Thursday, January 14, 2010

for me, it feels like im coming home

something exciting and liberating cleaning after a day of cooking and lounging. wow, a lot of -ing in that sentence. the kitchen flood is drying right now so i figured i would pen a little.

big happenings yesterday. i said "fuck it" to a few things and did what i wanted to. back to that living life bit i was so focused on the other day. i went a saw a friend on her first day of bar tending ever and at a new job to boot! poor little critter was a bit overwhelmed but she seemed to be picking it up ok. she is young, cute and russian, so im sure she will have no issue making money there. ive often wished i was a chick bar tender. they really do make so much more money than the guys do. i suppose it evens out though for professional men make more money and get promoted more often. that is a whole line of thinking that i really dont want to go into right now.

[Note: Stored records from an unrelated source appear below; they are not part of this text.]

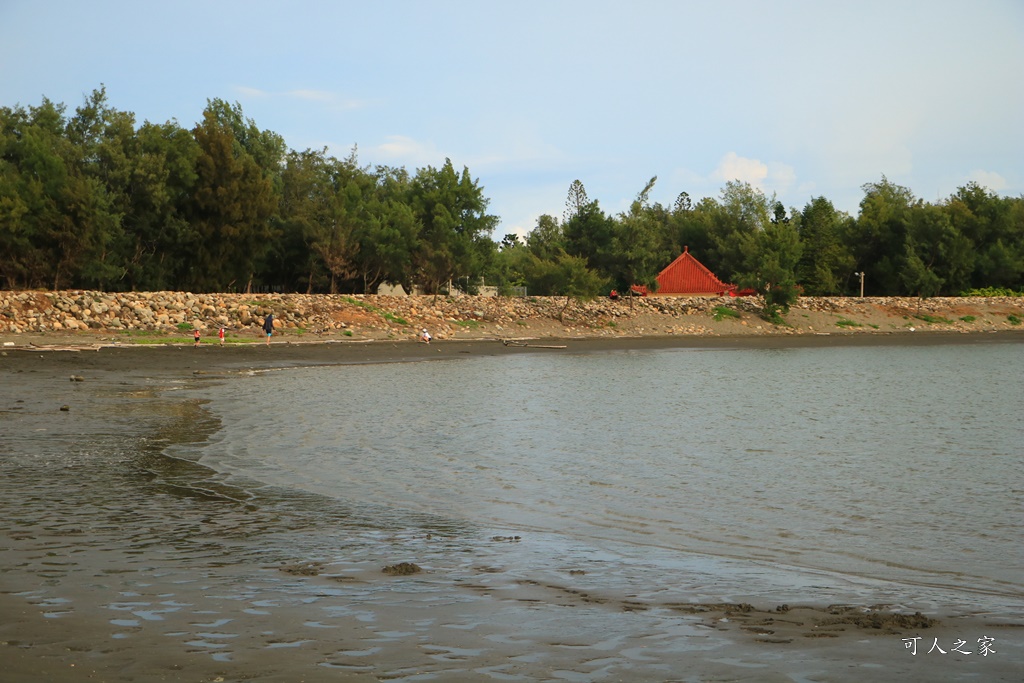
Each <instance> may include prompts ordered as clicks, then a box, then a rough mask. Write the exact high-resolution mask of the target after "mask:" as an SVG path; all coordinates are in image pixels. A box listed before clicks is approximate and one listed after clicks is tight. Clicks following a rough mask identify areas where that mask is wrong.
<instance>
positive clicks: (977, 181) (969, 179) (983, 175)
mask: <svg viewBox="0 0 1024 683" xmlns="http://www.w3.org/2000/svg"><path fill="white" fill-rule="evenodd" d="M967 179H968V180H974V181H975V182H977V183H978V184H979V185H981V186H982V187H987V188H988V189H991V190H992V191H996V193H997V191H999V190H1000V189H1006V188H1007V187H1008V186H1009V183H1008V182H1007V179H1006V178H1004V177H1002V176H1001V175H999V174H998V173H996V172H994V171H982V170H981V169H976V170H974V171H971V172H970V173H969V174H968V176H967Z"/></svg>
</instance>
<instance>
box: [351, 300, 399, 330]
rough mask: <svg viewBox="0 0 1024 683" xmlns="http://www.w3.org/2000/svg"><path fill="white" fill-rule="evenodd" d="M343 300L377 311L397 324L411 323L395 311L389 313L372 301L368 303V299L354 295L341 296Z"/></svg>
mask: <svg viewBox="0 0 1024 683" xmlns="http://www.w3.org/2000/svg"><path fill="white" fill-rule="evenodd" d="M341 300H342V301H344V302H346V303H350V304H352V305H353V306H358V307H359V308H362V309H364V310H369V311H370V312H372V313H377V314H378V315H380V316H381V317H383V318H384V319H385V321H388V322H389V323H395V324H396V325H409V321H406V319H404V318H401V317H398V316H397V315H395V314H394V313H389V312H387V311H386V310H382V309H380V308H378V307H377V306H375V305H373V304H372V303H367V302H366V301H359V300H358V299H353V298H352V297H341Z"/></svg>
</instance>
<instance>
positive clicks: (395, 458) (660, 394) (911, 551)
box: [175, 344, 1024, 609]
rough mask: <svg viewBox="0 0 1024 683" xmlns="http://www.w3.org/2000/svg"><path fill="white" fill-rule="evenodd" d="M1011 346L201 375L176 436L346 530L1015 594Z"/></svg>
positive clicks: (228, 469) (887, 583) (647, 588)
mask: <svg viewBox="0 0 1024 683" xmlns="http://www.w3.org/2000/svg"><path fill="white" fill-rule="evenodd" d="M1019 365H1020V347H1019V346H1018V345H1013V344H991V345H982V346H972V347H959V346H942V347H937V346H929V347H916V348H914V347H911V348H906V347H900V348H896V347H893V348H884V347H883V348H878V347H876V348H831V349H828V348H818V349H787V350H764V351H754V350H743V351H730V350H685V351H684V350H660V351H633V352H609V353H595V354H587V355H557V356H545V355H543V354H530V355H523V356H518V357H507V356H505V357H487V358H473V359H465V360H460V361H436V362H419V364H390V365H382V366H349V367H336V368H317V369H299V370H290V371H283V372H273V373H267V374H262V375H258V376H255V377H248V378H243V379H240V380H238V381H233V382H226V383H223V384H220V385H217V386H214V387H211V388H209V390H208V391H207V392H206V393H207V395H209V396H210V397H211V403H210V405H209V408H210V410H211V411H212V412H213V414H215V415H216V416H217V417H218V418H219V419H220V420H221V422H222V423H223V428H222V429H221V430H220V431H219V432H217V433H216V434H215V435H214V436H213V438H212V440H211V441H210V442H209V443H208V444H205V445H203V446H201V447H200V449H199V450H198V451H196V450H193V449H187V447H180V449H178V450H176V451H175V453H176V454H177V455H178V456H180V457H182V458H188V459H190V460H196V461H197V462H199V463H201V464H203V465H204V466H206V467H209V468H210V469H212V470H213V471H215V472H218V473H220V474H219V476H221V477H223V478H224V481H226V482H229V483H231V484H233V485H239V486H241V487H243V488H246V489H247V490H249V492H252V493H254V494H257V495H258V496H260V497H270V498H272V499H273V500H274V503H275V505H289V506H291V507H293V508H294V507H295V506H296V505H297V501H299V500H306V499H303V498H302V497H301V496H299V493H300V492H304V493H305V494H307V495H311V496H312V497H311V498H309V499H308V500H309V501H310V505H311V507H312V509H323V508H324V502H325V501H328V502H331V505H335V506H341V507H343V508H345V509H346V510H348V511H349V512H348V514H350V515H351V516H352V517H353V518H354V517H358V518H359V519H360V520H361V521H360V524H359V525H360V526H364V527H366V528H373V527H375V526H376V527H379V528H382V529H383V528H392V529H396V528H402V527H418V528H422V529H431V528H433V529H440V528H444V529H469V528H476V529H479V533H481V535H483V536H484V537H485V538H489V537H488V535H492V533H503V535H505V533H507V535H513V533H515V535H522V536H524V537H526V536H528V538H529V540H530V543H529V544H528V547H527V544H523V545H522V547H521V548H519V549H518V550H517V552H516V553H515V558H516V560H515V561H514V564H520V565H521V570H522V571H523V572H524V573H528V572H529V571H537V570H538V568H539V567H548V568H549V569H554V568H556V567H565V566H577V565H580V566H584V565H586V566H587V567H589V569H591V570H597V569H600V570H601V571H605V572H607V577H608V587H609V589H610V588H611V587H612V586H615V587H620V588H622V587H623V586H625V585H629V584H635V585H636V586H638V587H639V586H644V587H645V588H644V591H645V592H647V593H657V592H658V591H662V590H668V589H670V588H671V589H673V590H676V589H678V588H679V586H678V581H677V579H675V578H674V579H673V580H672V586H669V585H668V584H667V582H666V580H664V579H663V580H660V581H659V580H658V579H657V578H658V577H678V575H679V574H678V572H680V571H685V572H686V575H687V577H690V578H691V579H692V581H691V586H690V588H691V589H692V590H693V592H694V594H697V595H703V596H709V597H711V596H719V597H720V596H735V595H750V594H758V593H759V592H761V591H770V592H772V591H773V592H775V593H779V592H781V593H783V594H784V591H786V590H788V589H793V590H794V591H797V590H799V591H800V592H801V593H800V594H801V595H803V596H804V597H805V598H806V596H807V595H808V591H809V590H810V591H811V593H812V594H813V593H814V590H815V589H818V593H819V596H818V597H820V599H822V600H834V599H836V598H837V596H841V597H842V596H846V597H849V598H853V599H858V598H859V599H871V598H878V601H884V600H886V599H890V598H893V597H894V596H896V595H899V596H902V597H903V599H906V598H907V597H909V598H910V599H912V600H916V601H919V602H920V603H922V604H926V605H927V604H946V605H953V604H962V605H965V606H968V607H973V608H985V605H986V604H988V603H989V602H991V604H993V605H996V604H997V605H1001V606H1004V607H1005V605H1006V604H1007V603H1008V602H1010V603H1011V604H1013V605H1016V607H1015V609H1016V608H1018V607H1019V606H1020V603H1021V596H1022V594H1024V584H1022V581H1021V575H1020V570H1019V567H1020V566H1021V564H1022V561H1024V556H1022V551H1021V549H1020V545H1019V539H1020V538H1021V537H1022V531H1024V514H1022V513H1024V509H1022V502H1021V501H1022V499H1021V495H1020V494H1021V490H1022V489H1024V482H1022V481H1021V478H1022V475H1021V463H1020V455H1019V444H1020V442H1021V437H1022V436H1024V434H1022V431H1021V427H1020V422H1019V420H1018V419H1017V417H1016V416H1015V409H1016V405H1017V404H1018V402H1019V397H1020V388H1019V385H1018V383H1017V381H1016V379H1015V378H1014V375H1013V373H1008V372H1007V369H1009V368H1014V367H1019ZM1015 397H1016V398H1015ZM353 512H354V513H355V514H353ZM445 532H451V531H445ZM314 543H315V542H314ZM890 582H895V583H893V584H891V583H890ZM986 596H992V597H991V598H988V597H986Z"/></svg>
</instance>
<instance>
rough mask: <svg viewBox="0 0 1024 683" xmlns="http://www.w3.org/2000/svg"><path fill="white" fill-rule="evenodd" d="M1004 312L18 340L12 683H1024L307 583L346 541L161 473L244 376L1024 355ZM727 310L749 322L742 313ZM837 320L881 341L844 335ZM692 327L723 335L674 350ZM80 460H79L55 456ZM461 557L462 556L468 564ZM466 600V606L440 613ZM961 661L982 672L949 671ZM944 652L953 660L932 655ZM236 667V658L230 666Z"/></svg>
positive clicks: (822, 610)
mask: <svg viewBox="0 0 1024 683" xmlns="http://www.w3.org/2000/svg"><path fill="white" fill-rule="evenodd" d="M621 303H622V302H616V304H621ZM930 303H931V304H934V303H935V302H934V301H933V302H930ZM985 303H986V305H981V304H970V306H969V305H968V304H965V303H964V302H961V303H957V304H956V308H954V309H952V308H946V309H941V310H938V309H934V308H933V309H930V310H931V312H928V313H922V314H927V315H931V316H938V315H945V316H946V317H947V318H950V319H955V318H952V317H951V316H952V315H953V313H955V312H956V311H957V310H964V311H973V312H963V313H961V315H964V316H969V315H974V316H975V321H972V322H970V323H969V322H967V321H958V322H956V323H951V324H944V323H937V324H929V323H927V322H925V321H924V319H922V318H918V317H913V315H914V313H913V312H912V311H908V312H905V313H904V312H901V311H902V310H905V309H901V308H898V307H897V308H892V307H888V308H887V307H884V306H881V305H876V304H868V303H865V302H857V301H855V300H849V302H848V304H847V308H846V309H843V310H838V309H837V310H831V311H825V310H812V309H811V308H795V309H794V310H793V311H792V312H791V313H790V316H788V318H790V319H795V318H796V317H802V316H803V315H805V314H806V315H807V319H808V322H807V323H806V324H804V325H803V326H802V327H800V328H797V327H796V326H794V327H793V328H790V329H785V331H781V330H777V329H776V327H775V326H769V325H768V324H766V323H764V322H763V321H760V318H757V317H756V313H754V312H753V311H750V310H746V309H745V308H743V309H741V310H742V313H741V315H742V317H740V318H739V319H736V321H734V319H728V321H726V319H723V321H719V322H716V321H714V319H713V316H712V315H711V314H710V313H699V312H696V313H666V312H664V311H656V310H653V308H654V306H652V305H649V304H648V303H640V304H639V305H636V302H635V305H636V308H634V309H633V312H632V313H630V314H626V313H624V314H622V315H620V316H617V317H616V318H615V321H617V324H616V325H615V326H613V327H612V326H609V325H607V324H604V325H599V324H597V323H594V324H586V325H585V324H582V323H580V322H579V318H575V319H577V321H578V322H577V323H574V324H572V325H562V324H560V323H558V322H557V321H555V319H554V318H552V317H550V316H547V317H544V316H538V317H537V318H536V319H535V318H531V317H522V318H519V319H520V321H521V322H522V323H523V325H519V324H518V322H515V323H512V324H511V325H512V326H514V327H511V328H510V327H509V325H510V324H508V323H499V322H489V323H486V322H485V323H481V324H480V325H479V326H477V327H474V326H459V325H456V324H454V323H443V324H442V323H441V319H442V318H441V317H433V318H429V317H426V316H424V317H420V318H415V319H416V326H419V325H421V324H424V325H426V324H427V323H426V321H428V319H433V321H434V324H435V325H434V326H431V327H432V328H433V330H432V331H434V332H435V334H436V333H437V332H441V331H442V330H443V328H441V327H440V326H442V325H447V326H450V327H451V328H452V330H453V332H454V334H452V335H451V336H450V338H449V339H446V340H442V341H440V342H437V343H432V344H429V345H427V344H420V343H416V342H415V341H413V337H414V336H415V326H414V325H413V324H412V323H410V322H408V321H407V323H406V324H398V323H393V326H394V327H392V322H390V321H387V319H386V318H383V316H382V315H380V314H377V313H376V312H375V311H368V310H367V309H365V308H362V307H361V306H355V308H356V309H358V310H352V311H351V312H352V313H359V314H369V313H374V314H376V315H378V318H377V319H384V323H386V325H384V324H380V325H381V327H379V328H378V327H371V326H369V324H367V327H358V326H356V325H355V322H354V319H353V321H352V323H350V324H349V327H347V328H341V329H340V331H334V332H323V333H321V334H319V335H317V334H315V333H312V332H300V331H299V329H298V328H284V329H282V330H280V331H279V334H276V335H274V337H273V340H274V341H273V343H272V344H271V345H270V346H266V345H265V344H264V343H263V340H262V339H261V337H260V335H259V331H258V329H256V328H255V326H254V327H253V329H252V330H248V329H246V330H239V331H237V332H236V333H234V334H236V335H237V336H236V337H233V338H232V341H236V342H246V343H229V344H225V345H224V347H222V348H221V347H219V346H217V345H216V343H215V342H214V343H213V344H204V345H203V346H202V347H201V348H198V349H196V348H191V339H190V335H189V336H185V335H184V334H183V333H180V332H174V333H165V332H159V331H155V332H158V334H155V335H144V336H140V337H135V336H132V335H127V334H123V333H116V332H113V331H111V330H105V329H93V328H90V329H89V330H88V331H85V330H82V331H75V332H70V331H59V332H52V331H47V332H43V333H22V334H2V335H0V341H3V342H11V343H12V344H13V346H9V347H4V348H3V349H2V351H0V352H2V355H0V397H3V402H2V403H0V413H3V415H2V418H3V429H2V431H0V462H2V463H3V465H4V469H5V472H4V473H5V479H4V481H5V483H4V484H3V485H2V486H0V513H2V514H0V520H2V521H0V613H2V614H4V618H3V620H2V624H0V666H2V667H3V671H4V673H3V674H2V675H0V679H3V680H11V681H31V680H49V681H58V682H60V681H68V682H71V681H82V680H95V681H153V680H165V681H244V680H245V681H264V682H269V681H273V682H278V681H280V682H285V681H302V680H304V681H380V680H451V681H476V680H495V679H496V678H497V679H498V680H521V681H544V680H581V681H583V680H587V681H599V680H635V681H670V680H684V679H685V680H737V681H793V680H831V681H859V680H867V679H874V680H882V679H885V680H897V679H898V680H906V681H922V682H923V681H934V680H954V679H955V680H972V679H984V680H991V681H1011V680H1019V672H1020V669H1019V667H1020V663H1021V660H1022V656H1024V649H1022V641H1021V638H1020V637H1019V632H1020V631H1021V628H1020V625H1018V624H1007V623H1005V622H1002V621H999V620H996V618H992V617H990V616H988V615H985V614H977V615H970V616H955V617H950V616H949V615H946V614H931V615H928V616H925V617H922V616H919V615H915V614H912V613H910V614H900V613H894V612H893V611H892V610H891V609H890V608H889V606H886V605H871V606H862V605H861V606H850V605H812V604H799V605H798V604H793V605H780V604H778V601H777V600H774V599H773V597H772V596H771V595H763V596H750V597H746V596H743V597H742V598H741V599H742V600H744V601H745V600H749V601H750V604H748V603H746V602H737V603H736V604H731V603H730V604H725V603H715V604H700V603H696V602H681V603H678V604H676V603H673V604H645V603H643V602H641V601H637V600H635V599H623V598H622V597H621V596H605V595H598V594H594V593H593V592H590V591H588V590H587V589H586V588H585V586H584V584H583V581H582V580H583V579H585V577H579V575H575V574H573V573H571V572H568V573H567V574H566V575H565V577H561V578H558V579H557V580H552V581H549V582H548V583H545V584H535V583H529V584H514V583H512V582H510V581H507V580H506V579H505V578H504V577H503V574H502V573H501V572H500V571H496V567H493V566H489V565H487V566H484V565H480V566H479V567H478V570H477V573H476V574H475V575H474V577H473V578H472V581H458V582H456V581H454V580H453V579H451V578H450V577H447V575H446V574H445V572H443V571H440V570H438V569H437V568H434V569H433V570H430V571H425V572H422V573H417V574H414V575H412V577H400V578H399V577H390V575H387V574H385V573H383V572H382V571H381V568H382V567H384V565H385V564H387V563H389V562H391V561H393V560H394V559H395V558H388V559H387V560H385V559H384V558H381V559H380V561H376V562H366V561H362V562H359V561H358V558H344V559H336V560H334V561H333V562H332V563H328V564H325V565H318V564H316V563H315V562H313V560H317V559H319V558H312V557H292V558H289V561H288V562H287V563H286V562H284V561H282V559H281V558H278V557H276V556H273V555H268V554H267V552H268V551H267V548H268V547H272V545H273V544H272V538H273V535H280V533H299V532H304V531H306V530H307V529H309V528H321V527H323V526H331V525H333V524H337V523H338V520H336V519H334V518H332V517H331V515H330V514H329V512H328V511H323V513H322V514H316V515H308V514H300V513H298V512H296V511H294V510H291V509H289V508H288V507H287V506H279V507H268V508H266V509H262V508H254V507H251V506H246V505H240V504H237V503H232V502H230V501H227V500H224V499H221V498H218V497H216V496H209V497H206V496H199V495H197V492H199V489H198V488H195V487H191V488H186V489H182V490H183V492H184V493H182V492H177V490H172V489H171V487H170V486H167V485H160V482H161V480H162V479H167V477H168V474H167V473H166V472H164V471H163V470H161V469H160V468H159V467H158V465H157V464H156V463H158V462H160V461H161V458H160V453H161V451H162V445H163V444H166V443H167V442H169V441H170V440H173V439H174V438H184V437H185V436H188V437H189V438H201V437H202V433H197V432H202V431H203V430H202V429H198V428H197V424H198V423H199V422H201V421H202V417H203V416H202V410H201V405H202V400H203V398H202V390H201V387H202V385H203V384H204V383H205V382H209V381H214V382H219V381H224V380H222V379H221V378H220V375H221V374H224V375H225V379H226V376H232V375H234V374H237V373H238V372H239V371H243V370H247V369H262V368H282V367H293V366H308V365H318V364H349V362H353V364H362V362H388V361H408V360H420V359H436V358H449V359H456V358H465V357H473V356H474V355H481V354H485V355H495V354H519V353H580V352H603V351H613V350H616V349H642V348H668V347H721V348H733V347H734V348H772V347H796V346H833V345H836V346H842V345H874V344H900V345H919V344H945V343H957V344H987V343H1001V342H1009V343H1021V342H1024V330H1021V329H1020V328H1019V327H1017V326H1012V325H1011V324H1009V323H1008V322H1004V321H1005V319H1006V318H1007V316H1008V315H1010V314H1018V315H1019V314H1020V303H1019V302H1014V301H1011V302H1009V303H1002V304H993V303H989V302H985ZM727 304H731V305H733V306H736V307H737V309H739V305H741V304H742V302H740V304H739V305H737V302H735V300H733V301H732V302H727ZM602 305H603V302H602ZM716 305H722V304H716ZM890 305H891V304H890ZM1014 305H1016V307H1014ZM628 306H629V304H628V303H627V304H625V306H624V307H623V309H622V310H623V311H629V310H630V309H629V307H628ZM856 306H862V307H859V308H858V307H856ZM999 306H1006V307H1005V308H999ZM342 310H348V309H347V308H343V309H342ZM391 310H399V309H396V308H394V309H391ZM1008 310H1009V311H1017V313H1013V312H1006V311H1008ZM802 311H803V312H802ZM392 315H394V313H392ZM840 315H843V316H848V317H847V319H851V321H855V322H860V324H861V327H851V326H843V327H838V326H837V325H836V324H835V323H834V322H833V321H834V319H835V318H837V317H838V316H840ZM904 315H906V316H907V317H904ZM595 319H597V318H595ZM680 321H699V326H700V327H703V326H707V327H708V329H709V330H710V331H709V332H699V333H671V332H666V327H669V328H671V327H673V326H676V327H679V326H680V325H681V323H680ZM811 321H813V322H811ZM869 321H874V322H873V323H869ZM744 323H745V325H744ZM829 323H830V327H824V328H818V326H821V325H827V324H829ZM377 325H378V323H376V322H375V323H374V326H377ZM694 325H696V323H694ZM872 325H877V326H878V328H876V327H872ZM498 326H501V327H502V329H501V330H499V329H498ZM715 326H717V327H715ZM885 326H888V329H886V327H885ZM935 326H937V329H938V331H936V327H935ZM968 326H973V327H968ZM911 327H913V328H914V331H913V332H910V328H911ZM438 328H440V329H438ZM811 328H816V329H811ZM346 330H347V331H351V332H352V333H353V334H352V335H351V336H349V335H346V334H344V332H345V331H346ZM508 330H512V331H514V332H515V333H516V334H514V335H511V334H499V333H507V331H508ZM825 331H827V334H825ZM442 334H443V333H442ZM208 336H209V335H208ZM438 336H440V335H438ZM512 339H515V341H510V340H512ZM139 340H145V341H150V342H153V341H156V342H157V343H138V342H139ZM503 340H504V341H503ZM310 342H312V343H310ZM181 380H186V382H183V383H182V382H181ZM172 385H173V386H174V387H175V390H174V391H168V390H167V389H166V387H168V386H172ZM180 387H191V388H186V389H185V390H181V389H180ZM62 404H66V405H67V407H68V409H69V410H68V412H61V411H60V408H61V405H62ZM63 418H71V420H65V419H63ZM174 425H180V429H177V428H172V427H174ZM178 431H180V432H181V433H178ZM183 435H185V436H183ZM126 438H136V439H139V440H138V443H137V446H135V447H132V449H126V452H125V455H124V456H123V459H120V458H118V457H113V458H110V459H108V460H104V461H102V462H100V461H98V460H96V459H95V458H94V457H86V454H85V453H84V451H83V453H82V454H79V453H78V451H80V450H82V444H83V443H84V442H90V443H91V442H95V443H96V444H97V447H95V449H93V451H95V452H97V453H104V454H105V453H108V452H109V446H110V445H113V444H116V443H117V442H119V441H121V440H122V439H126ZM44 440H45V443H46V449H45V450H46V452H47V453H48V454H49V455H47V456H46V458H39V457H35V455H34V452H33V451H32V447H31V443H33V442H36V443H40V444H41V443H43V442H44ZM15 442H16V443H17V444H18V445H16V446H12V444H14V443H15ZM54 442H56V443H57V444H58V445H59V444H61V443H65V442H67V444H68V445H67V449H62V447H52V444H53V443H54ZM26 444H30V445H29V446H26ZM62 451H67V453H68V454H69V456H68V457H63V458H61V457H60V456H59V455H56V456H55V455H54V454H55V453H56V454H59V453H60V452H62ZM140 454H141V455H140ZM140 458H141V460H143V461H145V462H140V460H139V459H140ZM44 460H52V461H53V462H52V463H50V462H43V461H44ZM151 461H153V462H151ZM165 465H166V463H165ZM434 542H440V540H437V539H435V540H429V539H427V540H424V541H423V543H434ZM496 542H497V541H496ZM461 552H462V551H461V550H460V551H458V552H457V551H456V550H453V558H457V557H459V556H460V555H459V553H461ZM453 564H456V561H455V560H453ZM450 594H454V595H456V596H457V597H458V599H449V600H436V599H434V597H432V596H435V595H450ZM738 599H739V598H737V600H738ZM311 605H312V606H311ZM312 609H315V610H316V611H315V614H316V617H312V616H310V614H311V613H313V612H312V611H311V610H312ZM569 613H571V614H572V616H571V617H569V616H566V614H569ZM324 614H328V615H330V618H325V617H324V616H323V615H324ZM933 616H934V617H937V618H938V623H932V622H931V617H933ZM636 620H644V621H645V624H649V627H647V632H646V636H645V637H644V638H643V639H637V638H632V639H631V638H627V637H625V636H623V635H622V634H621V633H618V630H617V628H616V625H623V624H626V623H632V622H634V621H636ZM566 624H569V625H572V626H575V627H578V629H577V630H572V629H569V630H566V629H565V628H564V626H565V625H566ZM915 637H916V638H920V640H918V641H913V644H915V646H916V647H918V648H920V649H918V650H916V652H915V653H911V651H910V650H909V649H907V647H906V644H905V641H904V640H903V639H904V638H915ZM979 637H992V638H994V639H995V650H996V652H995V653H994V654H991V655H986V656H982V655H981V654H980V653H979V652H978V651H977V643H976V642H975V641H976V640H977V639H978V638H979ZM961 639H964V640H967V641H968V647H967V649H969V650H972V651H973V654H971V655H968V654H959V653H955V652H953V651H951V647H952V646H953V645H954V644H955V643H956V642H957V641H958V640H961ZM933 643H934V644H936V645H938V646H939V647H940V648H942V649H943V650H945V653H944V654H940V653H938V652H936V651H930V649H931V648H932V647H933ZM227 650H230V652H231V654H230V656H229V657H227V656H218V655H220V654H224V653H225V652H226V651H227Z"/></svg>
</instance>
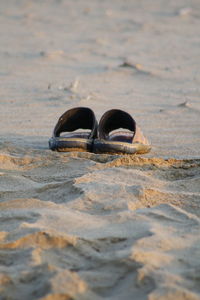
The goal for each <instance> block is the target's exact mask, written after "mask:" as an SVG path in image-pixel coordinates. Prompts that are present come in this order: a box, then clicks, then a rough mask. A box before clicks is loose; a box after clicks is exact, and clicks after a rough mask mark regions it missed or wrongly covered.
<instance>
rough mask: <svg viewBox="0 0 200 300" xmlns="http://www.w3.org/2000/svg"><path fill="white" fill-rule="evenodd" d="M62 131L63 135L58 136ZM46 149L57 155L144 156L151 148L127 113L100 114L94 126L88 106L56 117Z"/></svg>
mask: <svg viewBox="0 0 200 300" xmlns="http://www.w3.org/2000/svg"><path fill="white" fill-rule="evenodd" d="M124 129H126V130H125V131H124ZM85 130H88V131H85ZM63 132H64V133H65V134H64V135H61V134H62V133H63ZM49 148H50V149H51V150H53V151H55V150H57V151H61V152H69V151H84V152H85V151H89V152H94V153H108V154H114V153H117V154H135V153H147V152H149V151H150V149H151V147H150V145H149V143H148V141H147V139H146V138H145V137H144V135H143V134H142V132H141V130H140V128H139V127H138V126H137V125H136V122H135V120H134V119H133V118H132V117H131V115H130V114H128V113H127V112H125V111H122V110H119V109H112V110H109V111H107V112H105V113H104V114H103V116H102V117H101V119H100V121H99V124H98V122H97V120H96V117H95V114H94V112H93V111H92V110H91V109H90V108H88V107H75V108H72V109H70V110H67V111H66V112H65V113H64V114H63V115H62V116H61V117H60V118H59V120H58V122H57V124H56V126H55V128H54V131H53V136H52V137H51V138H50V140H49Z"/></svg>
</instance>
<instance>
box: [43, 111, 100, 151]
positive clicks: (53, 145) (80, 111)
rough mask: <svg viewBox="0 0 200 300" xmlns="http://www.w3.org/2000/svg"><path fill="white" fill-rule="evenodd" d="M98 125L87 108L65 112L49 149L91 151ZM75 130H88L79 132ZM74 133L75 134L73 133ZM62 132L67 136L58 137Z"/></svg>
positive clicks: (63, 114)
mask: <svg viewBox="0 0 200 300" xmlns="http://www.w3.org/2000/svg"><path fill="white" fill-rule="evenodd" d="M97 128H98V123H97V120H96V117H95V114H94V112H93V111H92V110H91V109H90V108H87V107H75V108H72V109H70V110H67V111H66V112H65V113H64V114H63V115H62V116H61V117H60V118H59V120H58V122H57V124H56V126H55V128H54V131H53V136H52V138H50V140H49V148H50V149H51V150H53V151H55V150H57V151H61V152H69V151H92V146H93V141H94V139H95V138H96V137H97ZM77 129H90V131H87V132H86V131H84V132H81V131H80V130H79V131H76V130H77ZM74 131H76V132H74ZM62 132H68V133H67V134H65V135H63V136H60V134H61V133H62Z"/></svg>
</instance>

after drinking, i went and drank some more at my work while trivia was going on. i cant guarantee that i was helpful to any teams in any way, but i had a good time chilling with my all my friends. it seems that i can make myself have a good time so long as i put forth the effort and let go of myself for a minute.

this very strict form of control that i keep on myself creates a lot of problems for me, but at the same time it makes me feel a bit more in charge of where im going. i maintain this facade of of strength and sturdiness that carries me through the days. it makes my outwardly appearance seem much more unbreakable than i actually am. i tell myself so often that i am as inflexible and steadfast as a mountain that i have come to let it take over who i am. i like it though and it has made me into a very successful person.

my strength is in my convictions. not even my convictions towards other, but my promises to myself. i live by a set of rules. not anyone elses rules. rules ive set for myself after the life i have lived. i could list some of them but some of them cannot be translated into words. the list seems incomplete with my tiny subconscious nudgings. so i leave it in my head, governing my life from the distance of brain to toes.

enough of my self sculpting and bragging. its time to go live.